Alla fine, Imu e Tasi gravano come un doppio macigno per chi ha oggi due o più abitazioni. Né è più sufficiente trasferire la residenza per evitare la tassazione: come ha più volte spiegato la giurisprudenza, oggi è necessario – oltre alle risultanze anagrafiche – un altro presupposto: la dimora abituale. E ciò vale tanto per I’Imu quanto per la Tasi.

Ecco che allora si parla adesso di una «nuova Imu» con lo scopo di semplificare il rapporto con il fisco locale. In tutto 13 articoli per unificare Imu e Tasi in una nuova tassa, la cui aliquota però non è stata ancora svelata. Il problema è proprio questo: ogni Comune ha la propria aliquota e la legge statale dovrebbe andare a mettere mano su un terreno che è rimasto sino ad oggi ad appannaggio delle autonomie locali. 

Sempre nell’ottica della semplificazione, la «nuova Imu» permette così ai sindaci di fissare solo altre dieci aliquote su misura di altrettante categorie di immobili.
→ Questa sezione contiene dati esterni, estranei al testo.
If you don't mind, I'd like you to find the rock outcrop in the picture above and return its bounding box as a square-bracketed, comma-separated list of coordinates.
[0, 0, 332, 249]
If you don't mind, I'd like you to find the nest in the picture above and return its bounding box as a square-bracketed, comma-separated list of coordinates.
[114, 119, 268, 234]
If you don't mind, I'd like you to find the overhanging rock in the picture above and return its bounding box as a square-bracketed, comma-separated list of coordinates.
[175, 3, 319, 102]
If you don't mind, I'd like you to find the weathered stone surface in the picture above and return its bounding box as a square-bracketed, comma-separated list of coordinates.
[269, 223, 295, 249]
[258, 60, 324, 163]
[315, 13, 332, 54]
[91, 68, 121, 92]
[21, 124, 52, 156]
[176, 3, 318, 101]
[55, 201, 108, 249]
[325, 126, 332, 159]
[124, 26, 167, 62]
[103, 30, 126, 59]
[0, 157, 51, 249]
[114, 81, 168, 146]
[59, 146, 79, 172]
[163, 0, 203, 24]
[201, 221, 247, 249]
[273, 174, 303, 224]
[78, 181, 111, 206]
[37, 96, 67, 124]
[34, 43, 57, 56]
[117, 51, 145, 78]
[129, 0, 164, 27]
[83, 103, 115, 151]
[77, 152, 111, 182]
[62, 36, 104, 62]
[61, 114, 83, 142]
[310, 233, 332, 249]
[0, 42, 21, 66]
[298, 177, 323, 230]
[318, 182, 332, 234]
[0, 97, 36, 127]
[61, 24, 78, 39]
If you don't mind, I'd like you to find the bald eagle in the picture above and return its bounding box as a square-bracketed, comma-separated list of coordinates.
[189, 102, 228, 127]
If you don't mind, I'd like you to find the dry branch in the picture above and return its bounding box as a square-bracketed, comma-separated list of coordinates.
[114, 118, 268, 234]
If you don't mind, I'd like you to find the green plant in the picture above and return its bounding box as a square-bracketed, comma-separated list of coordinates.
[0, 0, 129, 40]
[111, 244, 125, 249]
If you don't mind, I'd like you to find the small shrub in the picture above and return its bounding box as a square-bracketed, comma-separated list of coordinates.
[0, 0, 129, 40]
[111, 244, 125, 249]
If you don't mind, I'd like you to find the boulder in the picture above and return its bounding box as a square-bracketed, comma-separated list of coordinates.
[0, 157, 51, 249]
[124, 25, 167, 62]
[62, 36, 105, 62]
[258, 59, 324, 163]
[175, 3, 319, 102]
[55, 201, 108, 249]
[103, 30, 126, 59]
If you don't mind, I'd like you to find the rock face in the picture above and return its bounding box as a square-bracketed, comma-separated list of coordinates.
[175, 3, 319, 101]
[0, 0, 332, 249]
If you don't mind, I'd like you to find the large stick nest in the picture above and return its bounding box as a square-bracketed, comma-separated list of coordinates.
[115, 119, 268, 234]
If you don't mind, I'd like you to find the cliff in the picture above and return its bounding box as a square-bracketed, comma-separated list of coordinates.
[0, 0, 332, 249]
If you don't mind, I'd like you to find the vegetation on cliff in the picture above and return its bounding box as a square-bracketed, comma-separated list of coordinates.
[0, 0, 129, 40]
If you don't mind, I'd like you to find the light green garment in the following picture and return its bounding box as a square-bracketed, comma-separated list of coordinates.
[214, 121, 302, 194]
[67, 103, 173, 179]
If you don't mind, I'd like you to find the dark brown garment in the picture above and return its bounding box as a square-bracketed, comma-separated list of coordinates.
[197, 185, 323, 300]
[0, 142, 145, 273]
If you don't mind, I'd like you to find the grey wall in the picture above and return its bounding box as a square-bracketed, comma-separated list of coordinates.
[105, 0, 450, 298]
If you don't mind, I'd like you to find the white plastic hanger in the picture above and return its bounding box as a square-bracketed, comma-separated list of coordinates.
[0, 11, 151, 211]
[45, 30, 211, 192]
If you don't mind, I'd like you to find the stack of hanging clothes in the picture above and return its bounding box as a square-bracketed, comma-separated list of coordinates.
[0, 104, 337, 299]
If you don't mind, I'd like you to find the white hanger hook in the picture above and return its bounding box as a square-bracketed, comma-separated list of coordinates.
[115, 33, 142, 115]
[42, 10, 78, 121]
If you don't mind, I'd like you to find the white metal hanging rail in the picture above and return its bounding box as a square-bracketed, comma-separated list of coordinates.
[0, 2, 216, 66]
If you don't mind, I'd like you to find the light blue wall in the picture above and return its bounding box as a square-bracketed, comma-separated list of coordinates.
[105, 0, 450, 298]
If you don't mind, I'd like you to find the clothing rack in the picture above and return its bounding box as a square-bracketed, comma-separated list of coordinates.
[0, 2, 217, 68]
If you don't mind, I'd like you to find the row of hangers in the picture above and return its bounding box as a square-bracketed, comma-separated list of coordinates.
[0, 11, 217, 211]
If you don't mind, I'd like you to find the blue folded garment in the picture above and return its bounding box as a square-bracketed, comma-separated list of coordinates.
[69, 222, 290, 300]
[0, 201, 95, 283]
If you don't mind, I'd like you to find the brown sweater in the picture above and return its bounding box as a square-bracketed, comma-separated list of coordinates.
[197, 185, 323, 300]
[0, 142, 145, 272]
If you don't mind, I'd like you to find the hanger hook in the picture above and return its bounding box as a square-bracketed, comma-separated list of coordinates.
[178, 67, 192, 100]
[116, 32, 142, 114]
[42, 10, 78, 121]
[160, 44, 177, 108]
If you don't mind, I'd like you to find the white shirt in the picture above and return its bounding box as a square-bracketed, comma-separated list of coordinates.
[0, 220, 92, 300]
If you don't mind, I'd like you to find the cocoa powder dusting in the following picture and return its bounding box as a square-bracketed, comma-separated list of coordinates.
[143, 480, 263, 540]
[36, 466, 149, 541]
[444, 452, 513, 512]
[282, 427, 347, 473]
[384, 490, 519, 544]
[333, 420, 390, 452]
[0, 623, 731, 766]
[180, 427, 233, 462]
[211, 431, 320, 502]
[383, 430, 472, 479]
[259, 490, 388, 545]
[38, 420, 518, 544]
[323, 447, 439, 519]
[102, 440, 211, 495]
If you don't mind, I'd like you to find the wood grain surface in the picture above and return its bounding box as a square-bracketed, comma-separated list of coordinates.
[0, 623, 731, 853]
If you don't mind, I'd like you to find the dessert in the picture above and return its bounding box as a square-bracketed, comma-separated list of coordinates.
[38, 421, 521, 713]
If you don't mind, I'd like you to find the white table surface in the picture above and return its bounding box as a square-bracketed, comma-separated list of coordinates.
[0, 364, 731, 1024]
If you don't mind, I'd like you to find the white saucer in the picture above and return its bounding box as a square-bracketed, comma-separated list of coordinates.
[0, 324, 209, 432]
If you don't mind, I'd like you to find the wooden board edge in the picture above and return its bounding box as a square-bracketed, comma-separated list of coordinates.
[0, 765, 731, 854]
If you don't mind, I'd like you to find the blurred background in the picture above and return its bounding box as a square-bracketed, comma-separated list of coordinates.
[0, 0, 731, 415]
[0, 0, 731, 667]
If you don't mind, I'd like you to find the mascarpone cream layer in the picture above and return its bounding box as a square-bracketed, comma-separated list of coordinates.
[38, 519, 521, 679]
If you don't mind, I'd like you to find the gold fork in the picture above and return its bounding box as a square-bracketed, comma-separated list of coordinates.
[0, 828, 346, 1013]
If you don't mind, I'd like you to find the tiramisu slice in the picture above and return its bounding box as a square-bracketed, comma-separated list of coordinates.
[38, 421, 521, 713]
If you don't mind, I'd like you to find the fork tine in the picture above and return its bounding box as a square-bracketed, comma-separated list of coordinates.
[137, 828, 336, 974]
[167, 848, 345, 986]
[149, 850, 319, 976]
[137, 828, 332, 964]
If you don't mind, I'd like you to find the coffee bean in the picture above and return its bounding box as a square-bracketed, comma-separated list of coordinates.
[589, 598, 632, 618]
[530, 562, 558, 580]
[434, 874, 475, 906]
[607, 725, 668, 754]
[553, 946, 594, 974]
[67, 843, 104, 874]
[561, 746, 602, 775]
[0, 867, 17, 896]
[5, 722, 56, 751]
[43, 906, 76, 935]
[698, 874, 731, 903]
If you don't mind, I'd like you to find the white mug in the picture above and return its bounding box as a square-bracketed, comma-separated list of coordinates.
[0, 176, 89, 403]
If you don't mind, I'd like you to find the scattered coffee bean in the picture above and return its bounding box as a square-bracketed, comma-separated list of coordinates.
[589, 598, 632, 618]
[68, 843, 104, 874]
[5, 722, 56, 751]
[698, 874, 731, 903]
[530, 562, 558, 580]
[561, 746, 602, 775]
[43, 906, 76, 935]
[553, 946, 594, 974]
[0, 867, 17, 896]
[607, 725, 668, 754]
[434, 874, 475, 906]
Categorie da distinguere in due famiglie: 

  • gli immobili residenziali: accanto alla tipologia generica delle seconde case, vedrebbero immobili a disposizione (vuoti da almeno due anni), case date in affitto come abitazione principale e comodati ai parenti;
  • gli immobili non residenziali tra i quali vi sono invece fabbricati industriali, commerciali, ospedali e case di cura (categoria B), laboratori artigianali (C3), negozi dei centri storici e capannoni. 

Quanto all’aliquota massima si pensa di fissare un tetto del 10,6 per mille a fronte però dell’attuale 7,6 per mille: insomma, magari dovremo pagare una sola tassa, ma sicuramente molto di più. Sarà un vero vantaggio per i contribuenti?